Mobsters, he found, “know what they like, and when they like it they eat all of it. And then more.” They eat all the time, before crimes and after them. “When there are no crimes,” Joe Dogs says, “they eat while waiting for them to happen.”

Especially voracious was Little Dom Cataldo, a Colombo family soldier, who killed two Colombian drug dealers one night in Florida and immediately thereafter did the same to Joe Dogs’ orecchietti with peas and prosciutto.

Joe Dogs honed his craft while cooking for mobsters hiding from the law or each other. “Any meal may be their last,” he notes, “so it better be a good one.”

Advertisement

But Joe Dogs was as deadly with a stove as any mobster with a .38; his larder had more butter, cream and beef than a dairy farm.

Occasionally he’d serve something relatively healthy, such as cicoria insalata (dandelion greens salad); more typical is his recipe for shrimp scampi, which calls for half a pound of butter and two cups of sour cream.

“When serving guests with more normal appetites, just keep the sauce on the side,” he advises readers.

Advertisement

Similarly, Joe Dogs’ baked pork chops Philadelphia (“A man’s man’s kind of dinner I’d picked up from a Philly mobster vacationing in Miami”) calls for four inch-thick chops, as well as half a stick of butter, 1 1/4 cups heavy cream and several shots of cognac and white wine.

His recipe for mussels in light sauce requires 10 pounds of fresh mussels. His osso buco is made with veal flanks 1 1/2 inches thick. His veal Marsala, prepared en flambe, starts with two sticks of butter and gets progressively richer.

The Mafia chef had one problem: Although Mafiosi are big eaters, most are unimaginative ones; not meat-and-potatoes men, perhaps, but certainly veal-and-pasta ones.

“But that didn’t stop me from experimenting,” Joe Dogs writes. “I’d never tell the crew what I was cooking if it wasn’t a recipe from the old country. They wouldn’t have eaten it, and they might have shot me.”

A volatile killer named Tommy Agro, the author’s link to the Gambino family, was a particularly touchy diner. “When T.A. was nervous, I liked to stay traditional,” Joe Dogs says. “It only upset him more when I experimented in the kitchen.”

When Agro, predictably, developed a heart condition, Joe Dogs served him meatless lasagna with eggplant and spinach and sun-dried tomato sauce. But Tommy, a pot-bellied slob who needed six bibs to finish a lobster, still wasn’t happy. “I’m eating like a . . . rabbit,” he groused. “Joey, you got any bacon and eggs and toast out there? I need some meat.”
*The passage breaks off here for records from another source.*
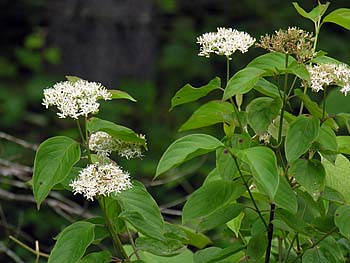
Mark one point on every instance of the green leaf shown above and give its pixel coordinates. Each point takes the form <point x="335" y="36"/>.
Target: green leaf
<point x="188" y="93"/>
<point x="315" y="14"/>
<point x="310" y="174"/>
<point x="119" y="94"/>
<point x="242" y="82"/>
<point x="208" y="114"/>
<point x="267" y="88"/>
<point x="327" y="139"/>
<point x="302" y="132"/>
<point x="225" y="164"/>
<point x="343" y="143"/>
<point x="340" y="17"/>
<point x="263" y="165"/>
<point x="261" y="112"/>
<point x="140" y="210"/>
<point x="215" y="254"/>
<point x="314" y="255"/>
<point x="116" y="131"/>
<point x="54" y="160"/>
<point x="97" y="257"/>
<point x="341" y="220"/>
<point x="72" y="242"/>
<point x="311" y="106"/>
<point x="337" y="175"/>
<point x="167" y="247"/>
<point x="211" y="197"/>
<point x="185" y="149"/>
<point x="285" y="197"/>
<point x="235" y="224"/>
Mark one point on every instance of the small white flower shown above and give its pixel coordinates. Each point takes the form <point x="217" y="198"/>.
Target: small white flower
<point x="322" y="75"/>
<point x="102" y="143"/>
<point x="74" y="99"/>
<point x="224" y="42"/>
<point x="101" y="180"/>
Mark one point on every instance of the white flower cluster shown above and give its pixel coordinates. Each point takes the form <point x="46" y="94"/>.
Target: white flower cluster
<point x="330" y="74"/>
<point x="224" y="42"/>
<point x="74" y="99"/>
<point x="101" y="180"/>
<point x="103" y="144"/>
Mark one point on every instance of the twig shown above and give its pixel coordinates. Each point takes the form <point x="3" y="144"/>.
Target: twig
<point x="18" y="141"/>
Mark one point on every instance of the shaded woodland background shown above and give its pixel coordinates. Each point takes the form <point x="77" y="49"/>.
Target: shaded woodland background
<point x="146" y="48"/>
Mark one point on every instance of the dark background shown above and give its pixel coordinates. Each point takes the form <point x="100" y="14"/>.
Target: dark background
<point x="147" y="48"/>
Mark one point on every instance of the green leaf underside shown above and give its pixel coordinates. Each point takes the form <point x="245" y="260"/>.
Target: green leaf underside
<point x="337" y="175"/>
<point x="285" y="197"/>
<point x="116" y="131"/>
<point x="185" y="149"/>
<point x="210" y="198"/>
<point x="311" y="175"/>
<point x="302" y="132"/>
<point x="341" y="219"/>
<point x="263" y="165"/>
<point x="208" y="114"/>
<point x="261" y="112"/>
<point x="242" y="82"/>
<point x="53" y="162"/>
<point x="119" y="94"/>
<point x="188" y="93"/>
<point x="72" y="242"/>
<point x="340" y="17"/>
<point x="140" y="210"/>
<point x="215" y="254"/>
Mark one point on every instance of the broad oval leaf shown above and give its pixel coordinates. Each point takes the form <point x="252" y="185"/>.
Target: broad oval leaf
<point x="210" y="197"/>
<point x="242" y="82"/>
<point x="53" y="162"/>
<point x="263" y="165"/>
<point x="285" y="197"/>
<point x="119" y="94"/>
<point x="208" y="114"/>
<point x="140" y="210"/>
<point x="340" y="17"/>
<point x="188" y="93"/>
<point x="261" y="112"/>
<point x="117" y="131"/>
<point x="72" y="242"/>
<point x="311" y="175"/>
<point x="341" y="220"/>
<point x="302" y="132"/>
<point x="185" y="149"/>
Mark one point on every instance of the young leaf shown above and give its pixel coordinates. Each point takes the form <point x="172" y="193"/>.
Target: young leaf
<point x="119" y="94"/>
<point x="72" y="242"/>
<point x="185" y="149"/>
<point x="261" y="112"/>
<point x="202" y="202"/>
<point x="337" y="175"/>
<point x="116" y="131"/>
<point x="340" y="17"/>
<point x="188" y="93"/>
<point x="97" y="257"/>
<point x="341" y="220"/>
<point x="140" y="210"/>
<point x="242" y="82"/>
<point x="53" y="162"/>
<point x="285" y="197"/>
<point x="302" y="132"/>
<point x="310" y="174"/>
<point x="210" y="113"/>
<point x="263" y="165"/>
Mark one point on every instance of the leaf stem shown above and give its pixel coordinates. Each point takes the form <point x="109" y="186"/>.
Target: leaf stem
<point x="249" y="192"/>
<point x="270" y="234"/>
<point x="35" y="252"/>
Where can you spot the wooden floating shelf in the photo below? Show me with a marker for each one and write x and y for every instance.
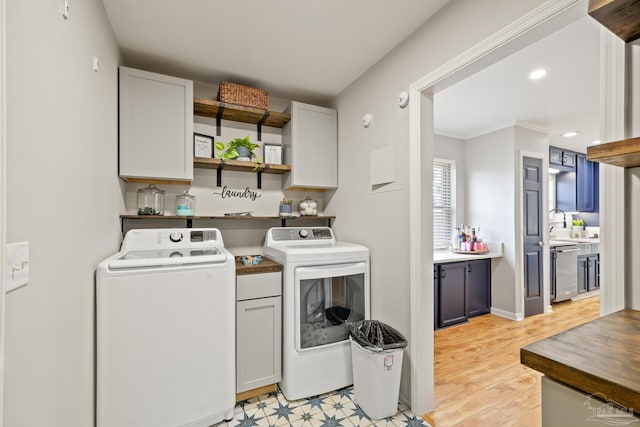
(238, 113)
(234, 217)
(284, 221)
(625, 153)
(621, 17)
(237, 165)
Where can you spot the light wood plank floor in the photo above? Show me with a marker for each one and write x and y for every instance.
(479, 380)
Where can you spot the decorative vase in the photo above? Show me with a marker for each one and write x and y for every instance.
(243, 154)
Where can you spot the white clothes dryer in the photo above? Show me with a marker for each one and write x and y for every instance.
(325, 285)
(165, 330)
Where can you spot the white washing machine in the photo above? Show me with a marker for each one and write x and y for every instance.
(165, 339)
(325, 284)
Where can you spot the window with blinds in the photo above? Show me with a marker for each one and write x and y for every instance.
(443, 202)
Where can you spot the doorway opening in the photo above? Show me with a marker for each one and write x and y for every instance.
(547, 18)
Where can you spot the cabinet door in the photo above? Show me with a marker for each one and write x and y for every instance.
(156, 126)
(593, 279)
(436, 298)
(583, 273)
(310, 143)
(566, 191)
(586, 184)
(479, 287)
(452, 294)
(258, 343)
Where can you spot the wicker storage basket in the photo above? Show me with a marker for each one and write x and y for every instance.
(243, 95)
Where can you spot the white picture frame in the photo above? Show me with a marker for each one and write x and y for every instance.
(202, 145)
(272, 154)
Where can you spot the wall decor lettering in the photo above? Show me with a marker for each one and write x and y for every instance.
(247, 193)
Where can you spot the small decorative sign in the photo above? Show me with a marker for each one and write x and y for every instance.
(247, 193)
(202, 145)
(273, 154)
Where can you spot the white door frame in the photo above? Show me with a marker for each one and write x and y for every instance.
(3, 192)
(548, 17)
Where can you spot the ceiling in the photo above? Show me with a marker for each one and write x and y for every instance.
(305, 50)
(502, 95)
(312, 50)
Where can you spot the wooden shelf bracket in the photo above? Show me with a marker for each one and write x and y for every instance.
(219, 120)
(260, 123)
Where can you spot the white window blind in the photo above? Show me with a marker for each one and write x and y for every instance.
(443, 202)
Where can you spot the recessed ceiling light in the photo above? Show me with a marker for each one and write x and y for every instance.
(538, 74)
(570, 134)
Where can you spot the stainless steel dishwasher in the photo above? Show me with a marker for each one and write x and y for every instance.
(566, 271)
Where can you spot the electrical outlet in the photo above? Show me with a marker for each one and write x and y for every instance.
(16, 265)
(65, 9)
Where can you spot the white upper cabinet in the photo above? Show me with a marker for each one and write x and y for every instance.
(310, 143)
(156, 127)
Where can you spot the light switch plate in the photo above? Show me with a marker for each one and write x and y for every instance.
(16, 265)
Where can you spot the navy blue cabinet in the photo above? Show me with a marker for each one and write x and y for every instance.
(577, 190)
(560, 157)
(451, 294)
(479, 286)
(461, 290)
(587, 181)
(588, 273)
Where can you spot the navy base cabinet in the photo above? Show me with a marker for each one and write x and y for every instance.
(461, 290)
(588, 273)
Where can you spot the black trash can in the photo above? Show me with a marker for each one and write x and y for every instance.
(376, 357)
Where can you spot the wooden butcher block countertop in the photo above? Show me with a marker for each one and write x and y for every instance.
(266, 266)
(601, 356)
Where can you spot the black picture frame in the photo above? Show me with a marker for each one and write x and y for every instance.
(202, 145)
(272, 153)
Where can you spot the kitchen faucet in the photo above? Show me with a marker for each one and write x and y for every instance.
(564, 217)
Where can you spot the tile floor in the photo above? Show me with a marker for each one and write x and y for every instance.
(327, 410)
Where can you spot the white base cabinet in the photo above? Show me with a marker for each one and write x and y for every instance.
(310, 144)
(258, 330)
(156, 127)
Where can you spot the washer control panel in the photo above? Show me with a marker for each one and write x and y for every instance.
(297, 233)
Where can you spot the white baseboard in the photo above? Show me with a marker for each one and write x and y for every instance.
(507, 314)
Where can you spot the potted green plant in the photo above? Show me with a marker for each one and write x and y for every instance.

Fittingly, the turning point in Joe Dogs’ criminal life came in a kitchen--Don Ritz’s Pizzeria on Florida’s Singer Island.

Advertisement

Possibly because Joe Dogs was three months late with some loan-shark payments, Agro and his thugs beat him to a pulp. Tommy was about to personally cut off Joe’s right hand with a meat cleaver when the restaurant owner’s wife walked in and screamed, scaring off the attackers.

The beating drove Joe Dogs to the FBI. Soon he was spying on his old friends and cooking his new ones steak au poivre-- with 10-ounce cuts of filet mignon, because they also liked to eat.

At the end of the book Joe Dogs explains that he is in the federal Witness Protection Program, somewhere in “wahoo land,” eating in restaurants that advertise “Italian night” and serve macaroni and ketchup instead of pasta.

But that apparently changed in October, when he flew to New York in hopes of appearing on David Letterman’s “Late Show” and was expelled from the witness program for breaching security--even though Letterman canceled his appearance.

“What am I gonna do now?” he asked in a telephone interview. “Well, I can always cook.”